Upgrades are a bit more complicated since we might have to do specific things to get from version A to B. They can be as simple as patching existing resources or as complex as backing up a database and applying schema changes. Another common problem is not being able to upgrade multiple versions in a single step, instead, we have to walk through intermediate versions. This makes sense since we don't want to support single step upgrades from all legacy versions, and so simply rely on step-by-step upgrades. Internally, our services have installers and upgraders:

• Installers know how to install a specific version of a service.
• Upgraders know how to transition from one version to another.

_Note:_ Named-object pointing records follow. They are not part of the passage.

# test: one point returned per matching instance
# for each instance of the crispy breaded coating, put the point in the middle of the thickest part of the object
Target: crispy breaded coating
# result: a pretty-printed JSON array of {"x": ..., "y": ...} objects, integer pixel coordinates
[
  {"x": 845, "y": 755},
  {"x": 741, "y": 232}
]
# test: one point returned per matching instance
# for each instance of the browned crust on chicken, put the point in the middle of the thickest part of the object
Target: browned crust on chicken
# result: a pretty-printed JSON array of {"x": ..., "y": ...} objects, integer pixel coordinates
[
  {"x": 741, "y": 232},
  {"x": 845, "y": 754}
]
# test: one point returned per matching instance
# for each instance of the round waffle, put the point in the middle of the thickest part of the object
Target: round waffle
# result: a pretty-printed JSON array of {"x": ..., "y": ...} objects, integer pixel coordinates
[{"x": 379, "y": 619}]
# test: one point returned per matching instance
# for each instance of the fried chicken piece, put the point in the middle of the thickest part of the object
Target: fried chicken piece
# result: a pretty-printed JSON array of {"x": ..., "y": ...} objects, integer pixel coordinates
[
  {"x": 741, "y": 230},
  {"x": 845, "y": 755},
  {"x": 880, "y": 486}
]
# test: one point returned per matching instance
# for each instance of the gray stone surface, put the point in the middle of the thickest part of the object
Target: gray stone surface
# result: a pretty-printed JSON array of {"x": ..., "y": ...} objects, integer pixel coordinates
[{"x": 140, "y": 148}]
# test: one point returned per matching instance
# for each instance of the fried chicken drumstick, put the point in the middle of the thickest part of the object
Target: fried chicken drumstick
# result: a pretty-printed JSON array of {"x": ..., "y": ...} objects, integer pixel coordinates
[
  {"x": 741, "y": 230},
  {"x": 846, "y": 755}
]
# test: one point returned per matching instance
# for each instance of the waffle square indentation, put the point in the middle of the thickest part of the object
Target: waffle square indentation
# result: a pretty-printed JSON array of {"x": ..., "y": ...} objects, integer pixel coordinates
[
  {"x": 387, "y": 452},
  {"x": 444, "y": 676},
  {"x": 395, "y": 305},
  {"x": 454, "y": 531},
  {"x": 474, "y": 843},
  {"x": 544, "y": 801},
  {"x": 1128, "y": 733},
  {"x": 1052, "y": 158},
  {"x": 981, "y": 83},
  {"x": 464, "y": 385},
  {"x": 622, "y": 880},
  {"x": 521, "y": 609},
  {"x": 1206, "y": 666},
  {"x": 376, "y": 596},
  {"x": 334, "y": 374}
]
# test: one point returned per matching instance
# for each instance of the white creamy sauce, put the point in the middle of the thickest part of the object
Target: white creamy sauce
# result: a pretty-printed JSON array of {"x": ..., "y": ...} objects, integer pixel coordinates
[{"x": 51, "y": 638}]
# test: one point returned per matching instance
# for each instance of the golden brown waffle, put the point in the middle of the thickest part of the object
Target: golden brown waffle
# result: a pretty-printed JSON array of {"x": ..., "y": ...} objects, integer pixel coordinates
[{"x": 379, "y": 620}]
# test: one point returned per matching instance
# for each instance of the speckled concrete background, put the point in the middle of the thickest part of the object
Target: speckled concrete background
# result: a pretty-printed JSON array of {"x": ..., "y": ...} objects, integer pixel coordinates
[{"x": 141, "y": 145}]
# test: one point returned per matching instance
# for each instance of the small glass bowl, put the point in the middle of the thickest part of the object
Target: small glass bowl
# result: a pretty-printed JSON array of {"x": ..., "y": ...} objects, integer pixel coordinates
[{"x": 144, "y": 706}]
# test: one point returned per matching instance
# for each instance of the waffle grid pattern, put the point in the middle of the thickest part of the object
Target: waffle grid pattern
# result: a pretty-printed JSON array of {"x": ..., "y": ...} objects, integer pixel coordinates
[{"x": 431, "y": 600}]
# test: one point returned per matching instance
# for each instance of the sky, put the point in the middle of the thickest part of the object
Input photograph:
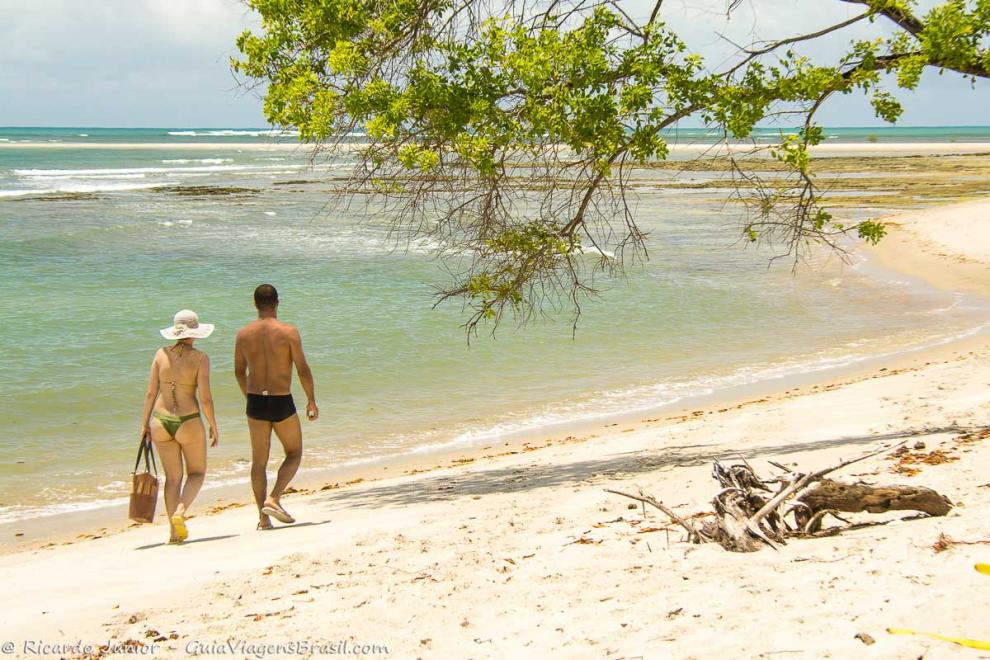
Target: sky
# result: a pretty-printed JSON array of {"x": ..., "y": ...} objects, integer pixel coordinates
[{"x": 165, "y": 63}]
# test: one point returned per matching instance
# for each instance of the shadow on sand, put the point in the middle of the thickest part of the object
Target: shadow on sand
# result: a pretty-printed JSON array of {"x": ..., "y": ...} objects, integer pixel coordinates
[
  {"x": 622, "y": 466},
  {"x": 189, "y": 542}
]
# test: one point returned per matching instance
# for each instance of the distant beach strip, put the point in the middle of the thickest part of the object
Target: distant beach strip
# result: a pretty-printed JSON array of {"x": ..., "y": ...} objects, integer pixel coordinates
[{"x": 128, "y": 225}]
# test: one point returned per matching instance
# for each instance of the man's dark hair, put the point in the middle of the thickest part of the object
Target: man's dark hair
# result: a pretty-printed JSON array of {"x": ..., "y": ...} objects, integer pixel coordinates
[{"x": 265, "y": 296}]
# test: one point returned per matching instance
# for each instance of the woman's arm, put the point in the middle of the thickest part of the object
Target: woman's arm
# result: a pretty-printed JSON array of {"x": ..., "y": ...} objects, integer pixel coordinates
[
  {"x": 206, "y": 398},
  {"x": 149, "y": 396}
]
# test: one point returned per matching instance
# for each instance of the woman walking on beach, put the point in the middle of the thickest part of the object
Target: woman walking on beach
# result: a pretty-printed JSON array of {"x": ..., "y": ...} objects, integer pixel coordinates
[{"x": 178, "y": 391}]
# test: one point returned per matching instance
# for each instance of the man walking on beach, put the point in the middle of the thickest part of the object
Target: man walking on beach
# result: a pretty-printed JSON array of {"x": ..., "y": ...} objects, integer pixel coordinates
[{"x": 264, "y": 353}]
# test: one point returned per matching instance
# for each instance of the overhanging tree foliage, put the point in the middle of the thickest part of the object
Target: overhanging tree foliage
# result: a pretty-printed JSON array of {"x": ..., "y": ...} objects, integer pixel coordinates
[{"x": 507, "y": 132}]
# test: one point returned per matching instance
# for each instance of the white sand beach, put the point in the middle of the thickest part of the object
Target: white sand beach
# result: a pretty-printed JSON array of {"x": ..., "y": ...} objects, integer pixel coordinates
[{"x": 521, "y": 553}]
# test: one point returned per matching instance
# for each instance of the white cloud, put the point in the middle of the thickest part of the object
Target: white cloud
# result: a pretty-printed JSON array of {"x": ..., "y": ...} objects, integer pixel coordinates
[
  {"x": 165, "y": 62},
  {"x": 122, "y": 63}
]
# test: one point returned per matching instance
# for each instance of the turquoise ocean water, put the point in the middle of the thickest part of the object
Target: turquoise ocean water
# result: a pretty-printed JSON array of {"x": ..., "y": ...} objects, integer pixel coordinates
[{"x": 100, "y": 246}]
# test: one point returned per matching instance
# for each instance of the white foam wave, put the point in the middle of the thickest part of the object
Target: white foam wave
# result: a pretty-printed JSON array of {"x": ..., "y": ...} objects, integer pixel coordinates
[
  {"x": 15, "y": 513},
  {"x": 47, "y": 174},
  {"x": 79, "y": 189},
  {"x": 205, "y": 161},
  {"x": 273, "y": 132}
]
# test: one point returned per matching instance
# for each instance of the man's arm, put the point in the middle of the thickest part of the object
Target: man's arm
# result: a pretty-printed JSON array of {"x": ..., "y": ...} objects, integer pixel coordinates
[
  {"x": 305, "y": 374},
  {"x": 240, "y": 365}
]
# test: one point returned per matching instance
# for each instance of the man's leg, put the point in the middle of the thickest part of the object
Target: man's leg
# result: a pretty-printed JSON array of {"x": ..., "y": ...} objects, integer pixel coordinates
[
  {"x": 261, "y": 439},
  {"x": 289, "y": 432}
]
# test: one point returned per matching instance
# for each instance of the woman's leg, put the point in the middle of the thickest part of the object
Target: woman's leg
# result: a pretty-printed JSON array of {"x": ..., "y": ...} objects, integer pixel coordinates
[
  {"x": 170, "y": 455},
  {"x": 191, "y": 438}
]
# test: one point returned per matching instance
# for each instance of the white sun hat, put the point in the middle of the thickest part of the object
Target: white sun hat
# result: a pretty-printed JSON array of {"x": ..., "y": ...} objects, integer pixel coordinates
[{"x": 186, "y": 324}]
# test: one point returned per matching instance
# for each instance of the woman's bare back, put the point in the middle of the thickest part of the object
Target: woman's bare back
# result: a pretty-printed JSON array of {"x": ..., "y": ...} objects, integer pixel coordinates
[{"x": 178, "y": 369}]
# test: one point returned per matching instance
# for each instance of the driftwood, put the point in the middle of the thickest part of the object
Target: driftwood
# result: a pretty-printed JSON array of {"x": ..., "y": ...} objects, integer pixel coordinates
[
  {"x": 751, "y": 512},
  {"x": 828, "y": 495}
]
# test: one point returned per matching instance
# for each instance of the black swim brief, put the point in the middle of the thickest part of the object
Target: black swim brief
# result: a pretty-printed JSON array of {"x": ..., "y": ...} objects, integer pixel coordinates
[{"x": 268, "y": 408}]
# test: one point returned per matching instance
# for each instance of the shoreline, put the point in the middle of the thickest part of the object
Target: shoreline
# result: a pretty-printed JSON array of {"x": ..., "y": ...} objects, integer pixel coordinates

If we combine these, we can calculate the available target versions with all the required intermediates. For example, with three installers - A, B, C - and two upgraders - A->B, B->C - we can upgrade from A to C in two steps, A->B->C. Upgraders should support downgrades as well, which are very important in case we have to rollback a change. But let's get back to the interaction with the operator. Once a new operator comes out that understands newer service versions, it automatically updates all resource statuses with their new options. It also calculates the upgrade steps for each target version exposed in the resource status, so that we know what to expect when we select one of the targets. Given all this, once we upgrade the operator on the cluster, all the services will automatically show up as upgradeable, in case there are new versions available.

The spec

So far we have learned about how we can control service versions, but another important aspect is how we manage the spec. To recap: the spec is the deployment configuration of our service that Pipeline validates and controls through the service's Custom Resource. We can keep the schema of the spec stable, independently of how the underlying deployment configuration may change between service versions. Internally, the operator understands the spec and typically assembles chart values from it, which was previously the responsibility of Pipeline.

Secrets

Secrets are required for almost every service. Pipeline has its own abstraction to manage secrets. Behind the scenes, it actually uses Vault to keep them safe. But how can we transfer them to the operator? The way this currently works is that we copy the secrets required for the integrated services into the managed clusters as plain Kubernetes secrets and provide the secret name in the spec so that the operator can use it.

State management

There's one last thing left worth understanding, which is how this will fix the state management and consistency issue mentioned previously. This is not without its tradeoffs, but given that we can set the spec directly on the Custom Resource and read the status from there, we don't need to put anything into the database anymore. The managed cluster is authoritative from this point on, and a comprehensive cluster backup and restore solution should handle Integrated Services just fine, without any extra effort.

Summary

The next generation of Integrated Services leverages Kubernetes Custom Resource Definitions to give control to users if and when they need it. By opening up a Kubernetes native interface for these services, Pipeline can focus on high level abstraction and configuration without being tied too much to actual implementation.